Quick repair processing becomes possible. Furthermore, when the cooling function of the ink cooler 9 deteriorates, the bypass valve 31 is opened in step 108 to lower the supercharging pressure, thereby preventing the occurrence of non-king and protecting the engine. Further, if the function of the ink cooler 9 is sufficient, the engine load is large, and there is no possibility of knocking occurring, the opening of the bypass valve 31 is regulated in step 111, the supercharging pressure is increased, and the engine output Further improve the
As a result, fuel consumption can be reduced.

Effects of the Invention As described above, according to the present invention, when the function of the ink cooler deteriorates, the supercharging pressure can be reduced to prevent the occurrence of knocking, thereby protecting the engine.
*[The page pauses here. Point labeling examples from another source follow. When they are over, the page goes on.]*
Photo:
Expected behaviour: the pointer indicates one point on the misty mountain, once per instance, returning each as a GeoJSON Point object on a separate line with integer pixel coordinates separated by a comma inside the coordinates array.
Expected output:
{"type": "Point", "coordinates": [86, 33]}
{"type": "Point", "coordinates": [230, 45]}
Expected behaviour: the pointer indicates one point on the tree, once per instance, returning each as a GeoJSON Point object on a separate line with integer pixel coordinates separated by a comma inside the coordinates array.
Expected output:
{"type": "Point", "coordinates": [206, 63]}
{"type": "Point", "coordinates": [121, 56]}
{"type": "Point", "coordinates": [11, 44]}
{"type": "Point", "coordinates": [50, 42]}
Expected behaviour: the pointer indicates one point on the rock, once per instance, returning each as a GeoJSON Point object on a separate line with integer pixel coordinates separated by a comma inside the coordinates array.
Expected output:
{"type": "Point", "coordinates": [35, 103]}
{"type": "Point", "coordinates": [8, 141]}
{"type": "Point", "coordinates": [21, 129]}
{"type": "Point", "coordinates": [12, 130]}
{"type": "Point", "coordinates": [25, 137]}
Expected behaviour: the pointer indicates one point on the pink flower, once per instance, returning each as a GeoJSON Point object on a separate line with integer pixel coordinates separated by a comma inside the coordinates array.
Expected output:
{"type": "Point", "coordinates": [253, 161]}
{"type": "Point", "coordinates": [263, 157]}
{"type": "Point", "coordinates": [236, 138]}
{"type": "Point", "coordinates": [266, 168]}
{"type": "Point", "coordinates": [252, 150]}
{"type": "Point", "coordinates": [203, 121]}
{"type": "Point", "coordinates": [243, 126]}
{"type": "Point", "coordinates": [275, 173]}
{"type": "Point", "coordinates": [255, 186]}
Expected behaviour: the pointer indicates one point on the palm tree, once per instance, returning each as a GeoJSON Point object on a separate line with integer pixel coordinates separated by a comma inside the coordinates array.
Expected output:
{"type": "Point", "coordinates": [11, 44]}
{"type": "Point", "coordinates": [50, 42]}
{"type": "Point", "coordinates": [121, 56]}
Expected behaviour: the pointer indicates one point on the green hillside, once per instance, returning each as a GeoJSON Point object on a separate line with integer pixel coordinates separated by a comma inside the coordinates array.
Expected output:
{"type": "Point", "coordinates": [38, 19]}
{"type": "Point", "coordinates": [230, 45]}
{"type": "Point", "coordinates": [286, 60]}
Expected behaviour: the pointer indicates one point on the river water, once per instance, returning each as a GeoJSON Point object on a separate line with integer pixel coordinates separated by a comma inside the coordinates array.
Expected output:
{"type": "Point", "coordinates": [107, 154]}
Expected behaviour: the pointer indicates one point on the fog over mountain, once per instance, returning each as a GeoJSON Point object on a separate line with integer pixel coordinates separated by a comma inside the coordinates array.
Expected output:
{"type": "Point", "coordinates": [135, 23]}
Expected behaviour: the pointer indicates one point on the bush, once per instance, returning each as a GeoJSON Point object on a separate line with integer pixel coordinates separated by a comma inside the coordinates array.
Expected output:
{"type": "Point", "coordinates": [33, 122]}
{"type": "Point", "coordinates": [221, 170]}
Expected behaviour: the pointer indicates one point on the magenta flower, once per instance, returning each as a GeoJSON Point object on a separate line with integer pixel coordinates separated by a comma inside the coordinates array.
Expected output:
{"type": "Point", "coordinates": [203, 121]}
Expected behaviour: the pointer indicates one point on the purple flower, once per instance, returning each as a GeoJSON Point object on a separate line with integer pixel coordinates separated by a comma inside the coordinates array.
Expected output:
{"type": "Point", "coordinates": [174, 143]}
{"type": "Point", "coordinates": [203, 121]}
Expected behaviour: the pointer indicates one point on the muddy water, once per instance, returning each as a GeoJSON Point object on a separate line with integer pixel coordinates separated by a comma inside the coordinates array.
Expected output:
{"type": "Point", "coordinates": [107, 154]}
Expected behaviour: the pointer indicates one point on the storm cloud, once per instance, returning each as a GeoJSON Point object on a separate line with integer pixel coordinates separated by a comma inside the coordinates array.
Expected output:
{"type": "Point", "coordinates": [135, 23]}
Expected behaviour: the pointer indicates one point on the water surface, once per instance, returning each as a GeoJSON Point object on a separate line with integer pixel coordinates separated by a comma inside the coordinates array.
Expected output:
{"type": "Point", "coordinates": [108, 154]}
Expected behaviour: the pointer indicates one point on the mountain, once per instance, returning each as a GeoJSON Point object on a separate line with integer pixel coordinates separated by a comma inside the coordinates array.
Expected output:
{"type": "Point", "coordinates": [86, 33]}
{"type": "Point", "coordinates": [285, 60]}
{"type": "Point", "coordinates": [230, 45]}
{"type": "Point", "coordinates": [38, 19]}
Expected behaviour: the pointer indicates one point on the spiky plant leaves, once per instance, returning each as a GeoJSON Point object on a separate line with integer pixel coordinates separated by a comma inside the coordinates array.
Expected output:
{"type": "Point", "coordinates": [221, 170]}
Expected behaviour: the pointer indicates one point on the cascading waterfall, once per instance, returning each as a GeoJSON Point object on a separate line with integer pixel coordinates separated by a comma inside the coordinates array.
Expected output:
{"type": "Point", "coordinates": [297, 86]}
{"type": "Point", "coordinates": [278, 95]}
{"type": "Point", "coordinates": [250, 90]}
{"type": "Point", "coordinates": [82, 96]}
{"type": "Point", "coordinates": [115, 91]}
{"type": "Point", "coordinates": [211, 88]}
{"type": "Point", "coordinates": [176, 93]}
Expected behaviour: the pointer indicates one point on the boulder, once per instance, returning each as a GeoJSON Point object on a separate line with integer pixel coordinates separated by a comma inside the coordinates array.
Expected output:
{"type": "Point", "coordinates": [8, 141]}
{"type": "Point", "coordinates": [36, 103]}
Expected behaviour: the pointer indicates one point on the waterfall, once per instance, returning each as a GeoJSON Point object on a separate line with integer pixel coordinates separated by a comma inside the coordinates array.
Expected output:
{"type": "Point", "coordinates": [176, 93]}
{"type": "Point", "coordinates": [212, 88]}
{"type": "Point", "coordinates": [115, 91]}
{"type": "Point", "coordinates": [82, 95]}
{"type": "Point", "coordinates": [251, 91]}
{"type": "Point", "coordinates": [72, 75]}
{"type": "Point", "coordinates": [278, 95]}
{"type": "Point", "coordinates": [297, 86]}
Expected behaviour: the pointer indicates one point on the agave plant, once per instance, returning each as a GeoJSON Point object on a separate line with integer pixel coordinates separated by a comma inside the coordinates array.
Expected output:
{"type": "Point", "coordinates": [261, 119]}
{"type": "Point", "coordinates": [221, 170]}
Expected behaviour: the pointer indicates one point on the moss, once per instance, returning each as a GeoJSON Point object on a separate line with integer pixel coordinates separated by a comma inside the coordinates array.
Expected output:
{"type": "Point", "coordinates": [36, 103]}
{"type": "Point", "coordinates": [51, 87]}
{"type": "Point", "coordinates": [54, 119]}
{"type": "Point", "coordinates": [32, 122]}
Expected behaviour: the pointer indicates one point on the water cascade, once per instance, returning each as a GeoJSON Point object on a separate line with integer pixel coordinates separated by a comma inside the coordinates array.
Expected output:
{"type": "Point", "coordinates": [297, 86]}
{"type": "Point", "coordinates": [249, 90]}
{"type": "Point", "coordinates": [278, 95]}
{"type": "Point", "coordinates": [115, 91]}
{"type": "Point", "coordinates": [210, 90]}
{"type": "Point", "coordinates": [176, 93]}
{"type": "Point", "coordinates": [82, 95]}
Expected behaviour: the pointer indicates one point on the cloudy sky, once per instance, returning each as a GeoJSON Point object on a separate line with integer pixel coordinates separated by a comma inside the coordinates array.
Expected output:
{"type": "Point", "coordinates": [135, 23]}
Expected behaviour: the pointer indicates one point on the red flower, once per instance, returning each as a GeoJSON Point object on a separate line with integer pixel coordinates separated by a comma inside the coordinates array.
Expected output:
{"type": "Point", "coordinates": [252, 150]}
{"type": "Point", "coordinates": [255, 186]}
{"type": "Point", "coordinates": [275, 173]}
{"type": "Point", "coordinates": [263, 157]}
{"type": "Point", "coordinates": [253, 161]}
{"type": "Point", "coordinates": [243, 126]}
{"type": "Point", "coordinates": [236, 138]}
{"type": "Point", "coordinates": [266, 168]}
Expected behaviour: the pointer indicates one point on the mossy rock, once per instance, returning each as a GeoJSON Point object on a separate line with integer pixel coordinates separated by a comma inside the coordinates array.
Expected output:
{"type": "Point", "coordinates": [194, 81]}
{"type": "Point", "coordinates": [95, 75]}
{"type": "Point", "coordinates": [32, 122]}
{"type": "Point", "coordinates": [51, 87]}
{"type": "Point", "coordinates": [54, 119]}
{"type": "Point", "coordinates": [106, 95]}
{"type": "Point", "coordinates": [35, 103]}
[Brief explanation of drawings]

FIG. 1 is a system diagram showing an embodiment of the present invention, and FIG. 2 is a flow chart showing processing of an ink cooler engine control unit. 1... Engine body, 2... Intake pipe, 4... Turbocharger, 9... Intercooler, 10... First
Temperature sensor, 11... Second temperature sensor, 20... Engine control unit for intercooler (control unit,
). Patent applicant Toyota Motor Corporation Patent application agent Akira Aoki Patent attorney Kazuyuki Nishidate Patent attorney Kyosuke Tsuchinakayama Patent attorney Akira Yamaguchi

Claims (1)

[Claims] 1. First and second temperature sensors that detect the temperature before and after the intercooler, which are installed in the intake pipe between the turbocharger compressor and the engine body, respectively, and open and close a passage that bypasses the turbocharger turbine. and a control unit that opens the bypass valve to reduce the supercharging pressure of the turbocharger when the difference between the temperatures detected by the first and second temperature sensors is below a predetermined value. Characteristic turbocharger boost pressure control device.